Nous sommes au XXIIe siècle et les êtres humains en sont réduits à être des « cerveaux » et pas dans le sens noble du terme. Un Transem™ (transmetteur émotionnel) a été implanté dans le crâne de chacun afin de « gérer » ses émotions. C’est ainsi que chacun reçoit des messages infommerciaux, publicités ciblées en fonction de différents critères spécifiques à cette personne et visant à créer/orienter ses émotions ainsi qu’à manipuler sa pensée… ou ce qu’il en reste.


Ce qui me pèse généralement dans les livres de SF (outre le fait que je préfère les univers réels), ce sont les longues descriptions toutes plus tortueuses les unes que les autres visant à décrire l’univers imaginaire dans lequel évolue les personnages : rien de tout cela ici (le format ne le permet pas de toute façon).

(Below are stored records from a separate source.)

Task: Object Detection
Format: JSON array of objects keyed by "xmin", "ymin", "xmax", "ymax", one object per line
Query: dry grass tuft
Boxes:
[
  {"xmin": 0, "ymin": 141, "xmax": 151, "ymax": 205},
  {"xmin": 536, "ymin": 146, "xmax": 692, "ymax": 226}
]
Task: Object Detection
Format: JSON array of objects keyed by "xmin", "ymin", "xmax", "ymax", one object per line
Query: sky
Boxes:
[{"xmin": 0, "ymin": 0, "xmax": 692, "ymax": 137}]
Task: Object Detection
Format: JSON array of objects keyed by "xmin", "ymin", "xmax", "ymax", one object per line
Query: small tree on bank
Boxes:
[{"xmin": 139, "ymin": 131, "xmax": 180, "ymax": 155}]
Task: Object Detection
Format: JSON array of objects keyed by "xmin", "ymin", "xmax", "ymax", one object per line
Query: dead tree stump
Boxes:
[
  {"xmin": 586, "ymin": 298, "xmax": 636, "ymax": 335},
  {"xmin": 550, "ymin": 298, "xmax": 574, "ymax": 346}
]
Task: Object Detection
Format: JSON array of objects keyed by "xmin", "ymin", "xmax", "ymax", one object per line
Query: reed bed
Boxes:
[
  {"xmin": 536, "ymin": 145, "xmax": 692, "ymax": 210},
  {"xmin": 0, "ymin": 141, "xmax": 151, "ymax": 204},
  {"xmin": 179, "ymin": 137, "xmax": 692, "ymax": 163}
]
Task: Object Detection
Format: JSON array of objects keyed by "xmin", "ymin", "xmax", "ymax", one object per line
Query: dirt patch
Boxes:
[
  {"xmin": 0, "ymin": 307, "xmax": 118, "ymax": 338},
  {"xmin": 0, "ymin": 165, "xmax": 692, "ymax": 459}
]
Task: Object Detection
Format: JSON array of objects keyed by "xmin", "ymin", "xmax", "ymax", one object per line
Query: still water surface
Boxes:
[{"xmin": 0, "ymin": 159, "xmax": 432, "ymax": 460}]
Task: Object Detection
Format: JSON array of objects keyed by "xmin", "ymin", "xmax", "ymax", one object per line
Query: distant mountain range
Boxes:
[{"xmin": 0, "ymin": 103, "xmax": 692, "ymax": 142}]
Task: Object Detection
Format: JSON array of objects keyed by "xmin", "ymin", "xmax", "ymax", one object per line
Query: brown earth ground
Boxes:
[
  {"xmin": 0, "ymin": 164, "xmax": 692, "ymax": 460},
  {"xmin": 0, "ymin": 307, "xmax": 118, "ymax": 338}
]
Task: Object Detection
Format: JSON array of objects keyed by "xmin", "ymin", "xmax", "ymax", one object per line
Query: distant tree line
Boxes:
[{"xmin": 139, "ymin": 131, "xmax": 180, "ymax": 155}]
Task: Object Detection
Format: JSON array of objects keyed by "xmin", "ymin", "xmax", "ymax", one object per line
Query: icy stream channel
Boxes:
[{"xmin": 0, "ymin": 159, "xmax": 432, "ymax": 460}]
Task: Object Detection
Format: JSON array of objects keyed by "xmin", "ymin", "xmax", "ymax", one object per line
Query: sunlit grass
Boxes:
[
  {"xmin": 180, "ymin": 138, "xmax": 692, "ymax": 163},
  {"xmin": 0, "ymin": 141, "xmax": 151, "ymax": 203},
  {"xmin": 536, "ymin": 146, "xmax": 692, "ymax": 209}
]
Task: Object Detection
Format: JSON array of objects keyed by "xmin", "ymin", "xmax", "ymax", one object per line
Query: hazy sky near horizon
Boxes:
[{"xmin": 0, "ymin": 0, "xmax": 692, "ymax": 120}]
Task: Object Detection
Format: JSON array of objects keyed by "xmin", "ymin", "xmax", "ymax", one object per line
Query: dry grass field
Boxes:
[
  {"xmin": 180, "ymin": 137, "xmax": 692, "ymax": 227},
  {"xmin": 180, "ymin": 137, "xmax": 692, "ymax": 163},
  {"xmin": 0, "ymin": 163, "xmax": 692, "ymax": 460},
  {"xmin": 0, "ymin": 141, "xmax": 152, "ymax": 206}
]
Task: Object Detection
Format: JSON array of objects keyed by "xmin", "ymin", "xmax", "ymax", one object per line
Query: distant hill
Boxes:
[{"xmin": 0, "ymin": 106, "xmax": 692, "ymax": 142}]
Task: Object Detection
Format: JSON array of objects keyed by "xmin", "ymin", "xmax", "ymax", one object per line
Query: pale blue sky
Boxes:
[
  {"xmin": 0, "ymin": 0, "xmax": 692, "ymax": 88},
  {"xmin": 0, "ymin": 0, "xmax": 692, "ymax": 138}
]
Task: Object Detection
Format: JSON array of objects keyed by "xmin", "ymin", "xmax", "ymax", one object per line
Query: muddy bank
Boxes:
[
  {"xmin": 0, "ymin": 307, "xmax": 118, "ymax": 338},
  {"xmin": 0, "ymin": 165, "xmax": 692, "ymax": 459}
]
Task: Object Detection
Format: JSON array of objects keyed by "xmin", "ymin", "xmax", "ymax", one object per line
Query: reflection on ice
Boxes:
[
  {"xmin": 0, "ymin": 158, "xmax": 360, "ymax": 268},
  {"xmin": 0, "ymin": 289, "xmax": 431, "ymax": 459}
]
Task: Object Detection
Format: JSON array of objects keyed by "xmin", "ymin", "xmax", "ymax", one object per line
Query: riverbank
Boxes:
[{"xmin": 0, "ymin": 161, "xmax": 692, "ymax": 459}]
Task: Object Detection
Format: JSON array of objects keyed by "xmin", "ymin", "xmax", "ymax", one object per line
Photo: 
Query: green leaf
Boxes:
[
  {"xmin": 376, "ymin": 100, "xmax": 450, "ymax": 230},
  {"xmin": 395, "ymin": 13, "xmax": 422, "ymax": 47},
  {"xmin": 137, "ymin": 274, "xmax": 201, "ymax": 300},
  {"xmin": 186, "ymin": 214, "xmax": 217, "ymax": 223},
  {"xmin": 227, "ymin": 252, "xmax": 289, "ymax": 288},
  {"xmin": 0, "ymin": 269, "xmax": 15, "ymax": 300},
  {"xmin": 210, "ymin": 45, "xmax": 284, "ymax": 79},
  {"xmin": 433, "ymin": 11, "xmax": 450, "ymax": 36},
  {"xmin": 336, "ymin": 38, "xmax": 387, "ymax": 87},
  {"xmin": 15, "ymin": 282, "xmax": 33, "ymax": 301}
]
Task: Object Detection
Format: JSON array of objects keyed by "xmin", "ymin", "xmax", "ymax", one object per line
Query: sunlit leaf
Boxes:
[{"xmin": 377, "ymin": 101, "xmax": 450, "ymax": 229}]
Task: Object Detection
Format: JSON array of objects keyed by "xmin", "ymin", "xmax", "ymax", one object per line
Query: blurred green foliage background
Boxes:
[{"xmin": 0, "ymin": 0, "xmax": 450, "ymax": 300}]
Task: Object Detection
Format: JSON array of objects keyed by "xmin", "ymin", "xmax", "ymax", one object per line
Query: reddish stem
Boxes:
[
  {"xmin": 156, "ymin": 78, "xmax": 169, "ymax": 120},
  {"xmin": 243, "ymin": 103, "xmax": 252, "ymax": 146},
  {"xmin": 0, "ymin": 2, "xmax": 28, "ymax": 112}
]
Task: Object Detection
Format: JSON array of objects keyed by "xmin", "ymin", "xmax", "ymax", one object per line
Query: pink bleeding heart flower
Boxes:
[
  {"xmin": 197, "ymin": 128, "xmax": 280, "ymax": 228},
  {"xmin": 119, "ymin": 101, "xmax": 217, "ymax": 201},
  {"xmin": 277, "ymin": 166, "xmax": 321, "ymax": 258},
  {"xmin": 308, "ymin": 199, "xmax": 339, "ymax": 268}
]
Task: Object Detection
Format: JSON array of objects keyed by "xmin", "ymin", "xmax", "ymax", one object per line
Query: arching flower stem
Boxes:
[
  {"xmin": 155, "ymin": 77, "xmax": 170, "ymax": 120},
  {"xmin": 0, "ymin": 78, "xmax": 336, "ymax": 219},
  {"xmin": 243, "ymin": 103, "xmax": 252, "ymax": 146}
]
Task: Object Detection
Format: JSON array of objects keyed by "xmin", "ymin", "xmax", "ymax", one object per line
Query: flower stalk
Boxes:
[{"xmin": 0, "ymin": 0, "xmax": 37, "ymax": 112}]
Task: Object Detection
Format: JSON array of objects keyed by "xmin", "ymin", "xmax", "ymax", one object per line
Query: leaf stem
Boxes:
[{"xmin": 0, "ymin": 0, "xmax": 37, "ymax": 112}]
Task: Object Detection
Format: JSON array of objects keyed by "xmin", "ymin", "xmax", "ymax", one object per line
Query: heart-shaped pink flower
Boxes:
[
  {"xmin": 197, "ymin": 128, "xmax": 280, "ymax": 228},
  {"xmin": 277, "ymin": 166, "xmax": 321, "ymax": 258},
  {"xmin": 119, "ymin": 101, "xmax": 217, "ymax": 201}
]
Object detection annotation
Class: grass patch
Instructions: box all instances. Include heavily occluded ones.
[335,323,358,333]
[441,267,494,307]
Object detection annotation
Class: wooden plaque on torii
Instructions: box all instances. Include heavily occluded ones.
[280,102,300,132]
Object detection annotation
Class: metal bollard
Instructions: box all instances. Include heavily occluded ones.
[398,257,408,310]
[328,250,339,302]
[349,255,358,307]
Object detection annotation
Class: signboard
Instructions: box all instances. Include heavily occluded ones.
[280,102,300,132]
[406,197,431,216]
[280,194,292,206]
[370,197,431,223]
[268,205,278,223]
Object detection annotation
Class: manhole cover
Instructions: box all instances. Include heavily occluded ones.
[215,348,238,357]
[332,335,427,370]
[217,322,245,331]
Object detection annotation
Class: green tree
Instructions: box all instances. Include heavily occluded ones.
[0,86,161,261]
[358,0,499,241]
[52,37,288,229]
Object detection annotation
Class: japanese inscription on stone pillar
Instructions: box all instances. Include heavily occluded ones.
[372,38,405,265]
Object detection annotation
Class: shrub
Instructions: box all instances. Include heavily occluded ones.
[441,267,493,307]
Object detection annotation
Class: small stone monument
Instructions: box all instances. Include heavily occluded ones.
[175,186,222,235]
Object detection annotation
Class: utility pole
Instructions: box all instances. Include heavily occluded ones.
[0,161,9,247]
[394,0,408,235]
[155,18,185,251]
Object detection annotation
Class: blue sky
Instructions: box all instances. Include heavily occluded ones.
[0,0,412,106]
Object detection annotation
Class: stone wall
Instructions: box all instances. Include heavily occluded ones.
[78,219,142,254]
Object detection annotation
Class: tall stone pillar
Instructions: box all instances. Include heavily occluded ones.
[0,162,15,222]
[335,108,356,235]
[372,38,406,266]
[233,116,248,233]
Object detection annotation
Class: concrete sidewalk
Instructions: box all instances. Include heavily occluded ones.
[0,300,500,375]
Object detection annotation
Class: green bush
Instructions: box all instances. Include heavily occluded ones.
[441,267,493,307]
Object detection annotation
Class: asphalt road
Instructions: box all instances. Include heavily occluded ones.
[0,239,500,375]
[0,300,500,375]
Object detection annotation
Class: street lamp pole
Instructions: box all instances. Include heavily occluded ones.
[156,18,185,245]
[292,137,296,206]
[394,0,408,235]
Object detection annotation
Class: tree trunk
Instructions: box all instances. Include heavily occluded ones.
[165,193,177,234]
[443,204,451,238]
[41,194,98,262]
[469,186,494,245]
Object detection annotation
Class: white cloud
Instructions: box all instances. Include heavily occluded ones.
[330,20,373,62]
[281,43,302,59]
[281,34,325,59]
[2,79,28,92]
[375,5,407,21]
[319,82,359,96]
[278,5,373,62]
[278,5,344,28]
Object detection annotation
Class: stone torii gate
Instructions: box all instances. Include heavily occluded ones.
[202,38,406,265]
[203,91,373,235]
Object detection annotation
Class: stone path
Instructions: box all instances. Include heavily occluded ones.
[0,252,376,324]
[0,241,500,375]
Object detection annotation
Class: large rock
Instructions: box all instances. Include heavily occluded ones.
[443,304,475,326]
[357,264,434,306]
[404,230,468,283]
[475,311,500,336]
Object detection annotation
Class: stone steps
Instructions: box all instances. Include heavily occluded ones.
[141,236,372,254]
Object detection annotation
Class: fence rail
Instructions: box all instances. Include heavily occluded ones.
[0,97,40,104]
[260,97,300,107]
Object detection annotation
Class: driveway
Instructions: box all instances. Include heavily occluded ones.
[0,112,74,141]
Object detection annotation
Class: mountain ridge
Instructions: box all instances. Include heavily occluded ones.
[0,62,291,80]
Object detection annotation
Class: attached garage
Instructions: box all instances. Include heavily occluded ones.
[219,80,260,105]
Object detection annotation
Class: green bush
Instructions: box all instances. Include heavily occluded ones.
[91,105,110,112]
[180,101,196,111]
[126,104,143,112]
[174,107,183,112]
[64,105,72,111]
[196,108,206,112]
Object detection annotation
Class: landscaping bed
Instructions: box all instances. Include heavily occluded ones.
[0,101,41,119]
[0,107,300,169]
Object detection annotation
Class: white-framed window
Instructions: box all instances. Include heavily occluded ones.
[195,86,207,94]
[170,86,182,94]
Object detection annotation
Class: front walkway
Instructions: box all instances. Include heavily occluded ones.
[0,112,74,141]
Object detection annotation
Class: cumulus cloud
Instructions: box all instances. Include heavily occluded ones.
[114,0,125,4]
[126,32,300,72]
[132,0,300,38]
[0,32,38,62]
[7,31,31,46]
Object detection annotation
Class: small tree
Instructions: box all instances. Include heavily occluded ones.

C'est alors que nous suivons Beurberry, un employé quelconque qui ambitionne néanmoins d’accéder à la claste supérieure, que les divers éléments de l'univers nous sont présentés. Ils s’intègrent à l’histoire avec fluidité et cohérence et ne sont pas sans rappeler les dérives qui nous guettent. En effet, la vie de Beurburry relève à la fois d’un quotidien totalement imaginaire et d’un futur qui semble frapper à la porte. Plus nous avons recours à la technologie, plus nous nous faisons prendre dans ses filets, et garder une part de jardin secret aujourd’hui est devenu une gageure.
Dans le monde de Manu Causse et d’Emmanuelle Urien, l’idée de jardin secret, mais plus encore d’individualité, frise l’hérésie. Les multinationales savent tout de nous, voire plus que nous en savons nous-mêmes puisqu’elles ont pris possession de nos cerveaux, entièrement mis à leur disposition.


Cette novella a été inspirée par la célèbre déclaration de Patrick Le Lay en 2004. Je regrette que cette référence n’ait pas été placée avant le début de la novella afin que les personnes n’en ayant pas connaissance (francophones non Français, personnes trop jeunes à l’époque des faits, etc.) puissent mieux saisir les références de la (social) fiction. Peut-être est-ce le réflexe d’une personne peu habituée à lire des textes relatifs aux mondes imaginaires. En tout état de cause, j’ai eu le sentiment de bien mieux profiter de ma lecture parce que le titre à lui seul m’avait mis la puce à l’oreille que si je n’avais rien su de cette affaire qui fit, à juste titre, beaucoup de bruit en son temps.


Cette lecture fut vraiment agréable : elle oblige le lecteur à rester vigilant pour s’intéresser à chaque nuance sans pour autant l’assommer sous une avalanche de détails. Elle n’oublie pas non plus l’humour (je n’en attendais pas moins de ce duo), un humour caustique adapté au sujet. C’est une vraie réussite !

oOo

La collection Quelqu’un m’a dit… des Éditions In8 propose des nouvelles d’anticipation sociale, c’est-à-dire de la SF. Mais « Au-delà du noir pesant, totalitaire ou kafkaïen, ces nouvelles sont volontiers surréalistes, parfois poétiques. Toujours décalées. »

Promesse tenue avec cette novella.


Ce livre m'a été transmis par l'éditeur.